Posts Tagged ‘ancient persia’

longest night

Sunday, December 24, 2006

sunrise.jpg Friday was the longest night of the year, a holiday observed by the watered down decedents of the Persian Empire by staying up late reading poetry with our families. We didn’t celebrate this year, but today some Iranians I had never met before came to my mother’s apartment. They admired the bulbous brass lamp hanging above the dining room table (now housing a light bulb instead of an oil dish), the old tile on display, a samovar. We drank tea from small glass cups rested in silver holders and discussed the ill-preserved Empire from which they had emigrated and the cherished objects imported and restored in the years since.

It was a valuable lesson in zero waste and recycling.

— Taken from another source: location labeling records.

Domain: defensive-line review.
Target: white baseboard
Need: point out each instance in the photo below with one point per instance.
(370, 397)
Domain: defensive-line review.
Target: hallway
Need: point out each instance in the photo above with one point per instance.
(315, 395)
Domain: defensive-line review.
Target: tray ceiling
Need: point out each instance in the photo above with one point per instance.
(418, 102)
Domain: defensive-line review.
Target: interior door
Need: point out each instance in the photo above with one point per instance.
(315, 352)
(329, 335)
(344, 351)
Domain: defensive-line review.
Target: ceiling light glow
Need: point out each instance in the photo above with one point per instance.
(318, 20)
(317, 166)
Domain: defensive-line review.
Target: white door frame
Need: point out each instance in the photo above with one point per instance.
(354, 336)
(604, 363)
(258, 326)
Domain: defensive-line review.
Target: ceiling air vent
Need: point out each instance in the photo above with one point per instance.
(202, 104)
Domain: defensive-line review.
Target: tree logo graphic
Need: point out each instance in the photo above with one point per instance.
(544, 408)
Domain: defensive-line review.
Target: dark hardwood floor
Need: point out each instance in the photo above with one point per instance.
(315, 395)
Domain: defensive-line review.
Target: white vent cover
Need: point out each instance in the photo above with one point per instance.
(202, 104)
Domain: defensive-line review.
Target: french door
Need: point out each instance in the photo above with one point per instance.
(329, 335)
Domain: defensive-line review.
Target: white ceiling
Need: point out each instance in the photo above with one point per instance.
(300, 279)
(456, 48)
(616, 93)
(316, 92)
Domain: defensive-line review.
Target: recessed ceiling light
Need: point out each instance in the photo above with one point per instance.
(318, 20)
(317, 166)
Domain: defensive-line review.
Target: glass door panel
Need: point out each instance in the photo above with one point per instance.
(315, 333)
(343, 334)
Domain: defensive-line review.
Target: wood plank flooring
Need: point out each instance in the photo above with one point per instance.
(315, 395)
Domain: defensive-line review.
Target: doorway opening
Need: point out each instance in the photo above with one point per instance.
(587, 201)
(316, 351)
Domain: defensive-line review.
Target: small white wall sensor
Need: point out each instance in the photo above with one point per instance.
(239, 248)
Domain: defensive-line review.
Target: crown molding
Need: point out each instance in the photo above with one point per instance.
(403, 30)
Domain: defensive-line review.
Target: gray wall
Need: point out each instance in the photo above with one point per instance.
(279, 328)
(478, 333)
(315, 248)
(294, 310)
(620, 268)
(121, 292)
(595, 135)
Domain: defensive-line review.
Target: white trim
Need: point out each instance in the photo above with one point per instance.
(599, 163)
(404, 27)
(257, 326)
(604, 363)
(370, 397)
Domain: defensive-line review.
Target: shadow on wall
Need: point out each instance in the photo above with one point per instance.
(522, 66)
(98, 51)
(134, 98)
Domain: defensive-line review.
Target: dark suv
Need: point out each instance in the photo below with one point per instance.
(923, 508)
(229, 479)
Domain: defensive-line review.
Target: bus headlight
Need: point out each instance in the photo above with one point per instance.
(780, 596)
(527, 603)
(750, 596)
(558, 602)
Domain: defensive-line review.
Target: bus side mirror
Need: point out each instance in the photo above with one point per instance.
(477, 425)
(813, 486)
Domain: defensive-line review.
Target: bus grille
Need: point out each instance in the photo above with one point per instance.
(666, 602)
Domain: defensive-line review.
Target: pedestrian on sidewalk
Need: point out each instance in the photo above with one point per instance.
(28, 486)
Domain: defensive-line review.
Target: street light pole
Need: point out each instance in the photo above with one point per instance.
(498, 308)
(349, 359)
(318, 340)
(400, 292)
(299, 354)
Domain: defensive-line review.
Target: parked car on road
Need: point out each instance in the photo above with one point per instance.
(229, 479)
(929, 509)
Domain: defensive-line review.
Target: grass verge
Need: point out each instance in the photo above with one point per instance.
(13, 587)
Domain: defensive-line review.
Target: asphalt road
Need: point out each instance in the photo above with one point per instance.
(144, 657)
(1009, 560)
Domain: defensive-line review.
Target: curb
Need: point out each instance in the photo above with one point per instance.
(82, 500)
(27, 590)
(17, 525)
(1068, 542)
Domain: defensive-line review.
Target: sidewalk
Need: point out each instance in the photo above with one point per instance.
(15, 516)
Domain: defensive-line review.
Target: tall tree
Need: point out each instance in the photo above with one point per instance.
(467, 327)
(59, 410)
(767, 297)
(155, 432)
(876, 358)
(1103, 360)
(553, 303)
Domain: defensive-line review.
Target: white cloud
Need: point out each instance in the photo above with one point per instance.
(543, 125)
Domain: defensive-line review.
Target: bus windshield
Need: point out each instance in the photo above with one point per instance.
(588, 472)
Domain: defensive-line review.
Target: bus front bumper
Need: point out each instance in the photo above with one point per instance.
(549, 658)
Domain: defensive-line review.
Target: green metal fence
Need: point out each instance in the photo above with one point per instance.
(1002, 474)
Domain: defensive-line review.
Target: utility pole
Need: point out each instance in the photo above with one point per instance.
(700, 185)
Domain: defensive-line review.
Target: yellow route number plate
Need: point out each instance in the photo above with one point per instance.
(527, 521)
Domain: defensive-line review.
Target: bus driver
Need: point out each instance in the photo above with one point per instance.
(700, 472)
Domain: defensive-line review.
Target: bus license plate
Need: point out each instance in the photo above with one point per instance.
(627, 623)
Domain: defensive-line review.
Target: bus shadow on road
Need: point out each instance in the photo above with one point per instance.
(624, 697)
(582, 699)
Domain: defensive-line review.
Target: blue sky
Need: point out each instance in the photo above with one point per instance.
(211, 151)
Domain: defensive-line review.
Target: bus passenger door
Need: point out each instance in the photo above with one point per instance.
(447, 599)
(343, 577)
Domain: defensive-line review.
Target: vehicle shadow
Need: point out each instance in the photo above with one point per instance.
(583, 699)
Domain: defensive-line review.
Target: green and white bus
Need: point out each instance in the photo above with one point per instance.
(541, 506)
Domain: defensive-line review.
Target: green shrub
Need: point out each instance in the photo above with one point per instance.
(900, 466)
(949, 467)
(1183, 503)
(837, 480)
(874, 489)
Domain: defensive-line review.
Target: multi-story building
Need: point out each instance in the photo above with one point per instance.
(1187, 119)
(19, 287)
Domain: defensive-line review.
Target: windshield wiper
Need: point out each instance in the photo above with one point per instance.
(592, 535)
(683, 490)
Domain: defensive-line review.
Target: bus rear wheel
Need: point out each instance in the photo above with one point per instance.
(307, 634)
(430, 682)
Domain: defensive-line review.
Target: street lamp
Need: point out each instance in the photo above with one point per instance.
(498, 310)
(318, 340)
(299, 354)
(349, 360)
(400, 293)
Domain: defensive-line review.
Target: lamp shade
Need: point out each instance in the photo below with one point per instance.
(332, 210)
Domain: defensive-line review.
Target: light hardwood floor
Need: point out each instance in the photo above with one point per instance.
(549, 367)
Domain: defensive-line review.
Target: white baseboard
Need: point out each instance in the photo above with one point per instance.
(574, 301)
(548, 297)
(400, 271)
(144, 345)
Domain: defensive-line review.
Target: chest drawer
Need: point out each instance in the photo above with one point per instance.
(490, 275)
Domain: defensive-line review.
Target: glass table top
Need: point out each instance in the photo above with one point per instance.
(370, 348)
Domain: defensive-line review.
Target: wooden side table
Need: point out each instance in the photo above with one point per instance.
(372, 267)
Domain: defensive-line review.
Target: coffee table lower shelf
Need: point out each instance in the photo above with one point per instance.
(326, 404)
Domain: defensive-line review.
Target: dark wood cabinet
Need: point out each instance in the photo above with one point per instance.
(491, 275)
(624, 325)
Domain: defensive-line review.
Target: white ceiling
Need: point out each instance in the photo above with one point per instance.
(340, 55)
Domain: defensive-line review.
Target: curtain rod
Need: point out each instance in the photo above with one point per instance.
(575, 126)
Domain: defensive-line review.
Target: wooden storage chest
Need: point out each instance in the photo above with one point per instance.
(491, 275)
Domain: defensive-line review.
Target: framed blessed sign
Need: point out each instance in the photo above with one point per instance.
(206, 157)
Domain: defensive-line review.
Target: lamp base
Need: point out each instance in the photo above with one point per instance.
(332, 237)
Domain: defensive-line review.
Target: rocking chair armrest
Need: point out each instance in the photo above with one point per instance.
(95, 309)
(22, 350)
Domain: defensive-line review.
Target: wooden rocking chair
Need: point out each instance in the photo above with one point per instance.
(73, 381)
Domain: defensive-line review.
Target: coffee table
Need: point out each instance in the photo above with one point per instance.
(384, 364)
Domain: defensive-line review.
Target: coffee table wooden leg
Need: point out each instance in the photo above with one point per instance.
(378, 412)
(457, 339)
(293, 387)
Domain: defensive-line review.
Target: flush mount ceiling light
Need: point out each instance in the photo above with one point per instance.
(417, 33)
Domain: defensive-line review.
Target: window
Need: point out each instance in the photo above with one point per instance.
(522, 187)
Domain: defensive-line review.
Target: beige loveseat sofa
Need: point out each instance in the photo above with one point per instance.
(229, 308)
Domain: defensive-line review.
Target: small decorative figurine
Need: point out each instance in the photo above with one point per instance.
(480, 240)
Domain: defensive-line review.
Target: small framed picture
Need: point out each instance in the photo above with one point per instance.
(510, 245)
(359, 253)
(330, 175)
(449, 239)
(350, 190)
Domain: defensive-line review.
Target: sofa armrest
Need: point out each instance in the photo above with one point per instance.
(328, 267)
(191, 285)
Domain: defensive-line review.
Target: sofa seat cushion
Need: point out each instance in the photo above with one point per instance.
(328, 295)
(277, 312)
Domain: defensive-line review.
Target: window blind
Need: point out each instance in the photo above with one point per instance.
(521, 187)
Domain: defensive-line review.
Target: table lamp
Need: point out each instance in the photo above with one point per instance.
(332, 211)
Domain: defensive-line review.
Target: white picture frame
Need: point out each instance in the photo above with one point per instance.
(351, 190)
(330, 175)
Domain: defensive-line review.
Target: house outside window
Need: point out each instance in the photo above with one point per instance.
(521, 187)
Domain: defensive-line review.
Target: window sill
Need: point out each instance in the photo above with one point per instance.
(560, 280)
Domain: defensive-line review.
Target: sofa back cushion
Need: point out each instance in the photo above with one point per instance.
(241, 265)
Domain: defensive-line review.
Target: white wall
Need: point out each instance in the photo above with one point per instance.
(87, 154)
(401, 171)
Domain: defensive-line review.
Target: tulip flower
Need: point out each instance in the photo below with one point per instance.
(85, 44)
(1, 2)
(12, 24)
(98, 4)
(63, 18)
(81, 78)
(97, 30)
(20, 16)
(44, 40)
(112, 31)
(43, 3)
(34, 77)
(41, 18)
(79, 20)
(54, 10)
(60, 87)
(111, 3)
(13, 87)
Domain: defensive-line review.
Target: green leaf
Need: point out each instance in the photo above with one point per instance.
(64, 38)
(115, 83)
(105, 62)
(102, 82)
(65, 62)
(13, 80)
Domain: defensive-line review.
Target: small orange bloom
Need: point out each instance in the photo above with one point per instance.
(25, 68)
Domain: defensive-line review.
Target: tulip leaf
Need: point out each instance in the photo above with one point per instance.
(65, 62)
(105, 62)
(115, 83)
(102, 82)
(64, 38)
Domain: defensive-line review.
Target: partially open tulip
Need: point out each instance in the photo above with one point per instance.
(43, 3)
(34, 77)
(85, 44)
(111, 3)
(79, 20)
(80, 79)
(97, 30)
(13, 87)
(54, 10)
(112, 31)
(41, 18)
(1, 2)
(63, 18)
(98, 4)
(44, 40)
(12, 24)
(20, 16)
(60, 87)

If the fragile inlay of a mosaic picture frame buckles in the humidity of this non-desert land, wet it down to mold it back into place. Worn antique embroidery should be protected behind glass and mounted on walls. Draw the shades when leaving the house to keep the sun from bleaching silk-woven carpets. Miniatures of kings holding court, couples reclining on plushy cuddler recliners and horses charging can be displayed in shadow boxes built from small shelves covered in black velvet and fitted to a large antique frame. Simple Persian bedspreads can be cut and sewn around cheap pieces of foam to create a luxurious Bedouin effect in any living room, much cheaper than purchasing furniture when one first arrives in a new country.

I looked around at the things that covered the floors and shelves and walls of the rooms I grew up in and saw them for the first time as symbols of a nomadic culture, started long ago on another continent, but carried on by me and my sister as we dutifully cart our carpets and picture frames from one New York apartment to the next. These things were built to weather skirmishes and sand storms. They were designed to be portable. And to last.